En eski destan biçimleri olduklarını söylediğimiz şarkı (uered/орэд/chant) ve türkü (pşınatl/пщыналъ, makamla söylenen şiir/byline) parçalarını, örneğin “Nart  Şebatınıko”yu ele alıp incelediğimizde Nartların aile (soy/л1акъо) toplulukları biçiminde değişik bölgelerde, Tyene (Тенэ/Don), Pşıze (Пщызэ/Kuban), İncıc (İndjıdj;Zelençuk), Varp (Urup), Laba ve Pşış ırmakları boylarında, Kafkas Dağlarında, Karadeniz, Kerç Boğazı (Хы Т1уалэ/Xı Tvuale) ve Azak Denizi (Хы Мыут1э/Xı Mıutve) kıyılarında yaşadıklarını görürüz.

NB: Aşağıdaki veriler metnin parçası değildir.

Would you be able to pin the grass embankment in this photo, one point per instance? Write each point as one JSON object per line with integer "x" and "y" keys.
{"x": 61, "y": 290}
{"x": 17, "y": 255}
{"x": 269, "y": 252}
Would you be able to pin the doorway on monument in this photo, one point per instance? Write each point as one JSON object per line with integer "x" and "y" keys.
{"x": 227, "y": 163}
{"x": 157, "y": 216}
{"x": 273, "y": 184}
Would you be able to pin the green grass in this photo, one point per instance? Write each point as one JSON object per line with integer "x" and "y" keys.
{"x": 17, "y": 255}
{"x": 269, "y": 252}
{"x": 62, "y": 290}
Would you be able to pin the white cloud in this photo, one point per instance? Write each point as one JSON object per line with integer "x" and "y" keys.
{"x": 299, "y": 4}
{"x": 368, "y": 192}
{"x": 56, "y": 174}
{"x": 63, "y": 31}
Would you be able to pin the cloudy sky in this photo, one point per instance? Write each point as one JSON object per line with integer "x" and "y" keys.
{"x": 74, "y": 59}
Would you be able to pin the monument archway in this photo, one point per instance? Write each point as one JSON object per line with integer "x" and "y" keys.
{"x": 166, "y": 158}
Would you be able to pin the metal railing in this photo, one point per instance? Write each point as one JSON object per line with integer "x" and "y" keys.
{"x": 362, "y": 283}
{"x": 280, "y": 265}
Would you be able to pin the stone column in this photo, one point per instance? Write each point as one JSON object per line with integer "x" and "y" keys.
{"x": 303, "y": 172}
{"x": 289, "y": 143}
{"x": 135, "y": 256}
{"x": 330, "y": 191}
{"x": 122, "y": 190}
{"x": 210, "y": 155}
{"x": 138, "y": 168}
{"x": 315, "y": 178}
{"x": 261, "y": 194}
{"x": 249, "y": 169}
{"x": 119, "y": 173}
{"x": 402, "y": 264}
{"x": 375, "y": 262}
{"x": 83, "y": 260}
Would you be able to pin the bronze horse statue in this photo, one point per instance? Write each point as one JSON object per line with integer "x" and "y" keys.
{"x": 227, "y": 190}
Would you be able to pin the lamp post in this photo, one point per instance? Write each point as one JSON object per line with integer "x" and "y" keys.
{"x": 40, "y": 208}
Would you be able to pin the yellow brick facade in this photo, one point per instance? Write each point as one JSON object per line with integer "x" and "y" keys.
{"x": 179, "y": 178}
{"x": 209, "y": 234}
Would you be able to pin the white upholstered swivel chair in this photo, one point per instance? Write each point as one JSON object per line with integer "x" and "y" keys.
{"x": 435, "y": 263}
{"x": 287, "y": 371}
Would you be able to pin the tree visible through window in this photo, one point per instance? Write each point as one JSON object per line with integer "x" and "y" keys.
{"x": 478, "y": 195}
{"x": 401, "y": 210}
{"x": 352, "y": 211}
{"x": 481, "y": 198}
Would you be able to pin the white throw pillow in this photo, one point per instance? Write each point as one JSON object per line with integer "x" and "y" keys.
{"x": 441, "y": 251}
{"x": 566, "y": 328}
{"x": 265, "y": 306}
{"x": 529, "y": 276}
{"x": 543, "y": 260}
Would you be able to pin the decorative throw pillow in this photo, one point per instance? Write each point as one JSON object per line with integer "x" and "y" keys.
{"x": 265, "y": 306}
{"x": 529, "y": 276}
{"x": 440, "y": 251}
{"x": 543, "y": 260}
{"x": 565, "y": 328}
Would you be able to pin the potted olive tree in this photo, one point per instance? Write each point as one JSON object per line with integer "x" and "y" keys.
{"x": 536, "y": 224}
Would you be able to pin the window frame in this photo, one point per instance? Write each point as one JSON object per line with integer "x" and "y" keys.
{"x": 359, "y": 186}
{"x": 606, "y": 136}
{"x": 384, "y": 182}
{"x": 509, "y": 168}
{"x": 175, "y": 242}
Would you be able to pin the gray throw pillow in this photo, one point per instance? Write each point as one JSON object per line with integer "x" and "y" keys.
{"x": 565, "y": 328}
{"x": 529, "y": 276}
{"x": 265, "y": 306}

Bu yerlerin adları şarkı ve türkülerde söylenmektedir.  Örneğin, Nart Şebatınıko,  başka bir yerden Nartların yanına gelecek olduğunda:

“Tyene qıreğuaze,  
Ğuaze qırıdekva,
Pşıze yiyikvığoxer,
Şıçepeps femıxhua…”

“Don Irmağı boyunu izliyor,
Bu yana (güneye) doğru ilerliyor,
Kuban Irmağının geçiş yerleri,
Atının böğrüne bile değmiyor…”

Şebatınıko Nart çobanı ile karşılaştığında, ondan “kent” ya da “köy” adı sormuyor -çünkü böylesine toplu yaşam biçimleri henüz oluşmamış olmalıydı- “Aleglerin evine giden yolu söyle” diyor ve çobandan yolu göstermesini istiyor.

Eski insan karakteri olan sertlik ve diklenmeyi Şebatınıko ile Nart çobanı arasındaki atışmada da görüyoruz. Bu da destanın çok eski çağlardan gelmekte olduğunu bize gösteren kanıtlardan biridir.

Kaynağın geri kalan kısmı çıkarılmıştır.